9. インカの耐震石積み:地震の力を巧みに受け流す、驚異の建築技術

古代の驚異「ロストテクノロジー」10選!…自己修復コンクリートから虹色の杯まで、失われた超技術の秘密
(画像=出典:Wikimedia Commons(CC BY-SA 3.0),『TOCANA』より 引用)

 ペルーのマチュピチュやサクサイワマンといったインカ帝国の遺跡で見られる精巧な石積みは、地震多発地帯における驚くべき耐震技術の証です。インカの石工たちは、花崗岩や安山岩といった硬い石材を、まるでパズルのように複雑な形状に加工し、わずか1~2ミリメートルという驚異的な精度で組み上げていました。特に注目すべきは、石材の接合面が凸凹にかみ合うように作られている点です。これにより、マグニチュード7.5クラスの地震が発生したと仮定したシミュレーションでは、個々の石材が最大3ミリメートルほど横方向にずれ動いたり回転したりすることで、地震のエネルギーを効果的に吸収・分散し、構造全体の倒壊を防ぐことが示されています。

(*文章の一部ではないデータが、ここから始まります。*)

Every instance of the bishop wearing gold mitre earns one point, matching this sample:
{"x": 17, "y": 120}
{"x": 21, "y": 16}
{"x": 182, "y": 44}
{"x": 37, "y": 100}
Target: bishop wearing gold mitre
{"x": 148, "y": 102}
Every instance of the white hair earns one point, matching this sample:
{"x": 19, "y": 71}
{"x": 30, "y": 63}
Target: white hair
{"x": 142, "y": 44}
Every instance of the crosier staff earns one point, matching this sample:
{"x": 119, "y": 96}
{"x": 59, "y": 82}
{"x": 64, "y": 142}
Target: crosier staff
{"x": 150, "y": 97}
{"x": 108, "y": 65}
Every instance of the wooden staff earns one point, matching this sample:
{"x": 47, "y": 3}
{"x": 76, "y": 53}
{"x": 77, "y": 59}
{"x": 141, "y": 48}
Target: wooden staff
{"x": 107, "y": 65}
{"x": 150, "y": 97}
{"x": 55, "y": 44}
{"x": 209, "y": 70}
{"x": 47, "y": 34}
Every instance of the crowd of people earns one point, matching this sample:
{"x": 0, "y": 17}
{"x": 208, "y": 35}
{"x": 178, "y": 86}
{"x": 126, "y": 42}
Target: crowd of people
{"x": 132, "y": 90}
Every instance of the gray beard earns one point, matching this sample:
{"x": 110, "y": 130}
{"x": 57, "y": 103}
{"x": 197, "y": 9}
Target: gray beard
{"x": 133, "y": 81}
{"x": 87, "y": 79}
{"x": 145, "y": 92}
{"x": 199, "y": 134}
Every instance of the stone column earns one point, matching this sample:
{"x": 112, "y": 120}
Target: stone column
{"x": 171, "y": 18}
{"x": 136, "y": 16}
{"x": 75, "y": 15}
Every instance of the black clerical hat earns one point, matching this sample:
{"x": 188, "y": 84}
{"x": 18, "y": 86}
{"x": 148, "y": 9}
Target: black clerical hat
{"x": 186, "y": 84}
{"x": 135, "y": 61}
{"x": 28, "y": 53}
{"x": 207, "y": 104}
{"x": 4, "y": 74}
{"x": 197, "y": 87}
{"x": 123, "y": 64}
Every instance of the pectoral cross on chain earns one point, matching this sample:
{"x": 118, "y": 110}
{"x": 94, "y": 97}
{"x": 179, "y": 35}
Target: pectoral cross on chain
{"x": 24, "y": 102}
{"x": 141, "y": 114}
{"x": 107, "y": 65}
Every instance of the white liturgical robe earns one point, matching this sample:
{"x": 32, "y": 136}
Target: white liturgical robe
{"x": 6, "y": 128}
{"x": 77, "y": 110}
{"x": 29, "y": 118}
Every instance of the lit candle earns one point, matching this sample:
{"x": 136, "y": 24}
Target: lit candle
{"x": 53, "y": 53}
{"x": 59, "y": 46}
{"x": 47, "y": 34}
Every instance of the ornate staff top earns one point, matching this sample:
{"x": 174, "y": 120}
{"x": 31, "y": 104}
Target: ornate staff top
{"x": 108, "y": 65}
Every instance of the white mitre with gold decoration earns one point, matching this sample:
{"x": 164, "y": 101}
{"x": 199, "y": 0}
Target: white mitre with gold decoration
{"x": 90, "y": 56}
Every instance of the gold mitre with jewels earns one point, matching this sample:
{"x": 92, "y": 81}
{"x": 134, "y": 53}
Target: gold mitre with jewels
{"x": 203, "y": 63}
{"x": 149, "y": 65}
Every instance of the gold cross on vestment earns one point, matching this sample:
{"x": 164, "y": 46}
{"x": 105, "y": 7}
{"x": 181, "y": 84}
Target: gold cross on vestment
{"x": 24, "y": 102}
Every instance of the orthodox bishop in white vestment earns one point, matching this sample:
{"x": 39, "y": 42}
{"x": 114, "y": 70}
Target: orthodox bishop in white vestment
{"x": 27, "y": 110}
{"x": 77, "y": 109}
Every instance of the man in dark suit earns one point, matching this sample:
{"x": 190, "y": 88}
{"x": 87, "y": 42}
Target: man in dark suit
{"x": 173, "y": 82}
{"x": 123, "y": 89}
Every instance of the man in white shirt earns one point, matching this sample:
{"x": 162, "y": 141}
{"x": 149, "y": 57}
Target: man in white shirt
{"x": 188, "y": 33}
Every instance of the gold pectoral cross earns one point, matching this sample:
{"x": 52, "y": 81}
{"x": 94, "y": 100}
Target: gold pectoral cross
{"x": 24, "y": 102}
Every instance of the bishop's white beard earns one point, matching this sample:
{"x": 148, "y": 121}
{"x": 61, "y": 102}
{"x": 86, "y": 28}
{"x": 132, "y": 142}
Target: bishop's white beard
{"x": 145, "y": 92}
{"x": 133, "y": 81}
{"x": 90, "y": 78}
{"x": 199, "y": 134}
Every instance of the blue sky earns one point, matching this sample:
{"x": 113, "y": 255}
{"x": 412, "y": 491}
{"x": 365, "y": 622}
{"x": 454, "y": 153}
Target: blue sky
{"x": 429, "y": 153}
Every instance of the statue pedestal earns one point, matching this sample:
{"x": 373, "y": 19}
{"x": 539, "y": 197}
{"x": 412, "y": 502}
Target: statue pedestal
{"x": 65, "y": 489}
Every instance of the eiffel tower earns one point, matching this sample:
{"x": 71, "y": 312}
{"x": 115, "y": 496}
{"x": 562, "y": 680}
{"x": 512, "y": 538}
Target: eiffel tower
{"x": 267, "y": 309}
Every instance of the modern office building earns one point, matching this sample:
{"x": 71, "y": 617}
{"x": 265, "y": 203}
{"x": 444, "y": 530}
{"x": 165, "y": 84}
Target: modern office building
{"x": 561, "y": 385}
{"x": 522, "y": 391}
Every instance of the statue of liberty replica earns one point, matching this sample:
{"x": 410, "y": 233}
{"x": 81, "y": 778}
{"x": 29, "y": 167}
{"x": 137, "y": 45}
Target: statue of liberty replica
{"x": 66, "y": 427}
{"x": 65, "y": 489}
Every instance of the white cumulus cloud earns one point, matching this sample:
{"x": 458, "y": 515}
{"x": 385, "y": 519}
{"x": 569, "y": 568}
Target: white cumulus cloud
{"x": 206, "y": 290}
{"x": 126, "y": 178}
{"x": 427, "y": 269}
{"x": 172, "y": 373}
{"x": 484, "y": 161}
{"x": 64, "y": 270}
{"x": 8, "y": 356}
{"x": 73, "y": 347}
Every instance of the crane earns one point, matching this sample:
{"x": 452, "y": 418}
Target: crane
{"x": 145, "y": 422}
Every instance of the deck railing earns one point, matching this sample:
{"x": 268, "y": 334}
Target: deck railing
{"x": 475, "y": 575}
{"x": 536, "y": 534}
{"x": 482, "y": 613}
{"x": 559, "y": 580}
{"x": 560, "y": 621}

また、石材の表面を滑らかに研磨することで、接触圧力を均一にし、応力集中を避ける工夫もなされていました。

 この数千年前に確立された地震に強い設計思想は、現代の建築工学においても、レーザースキャンやロボット加工技術、さらには光ファイバーセンサーなどを組み合わせることで再現が試みられ、その有効性が再評価されています。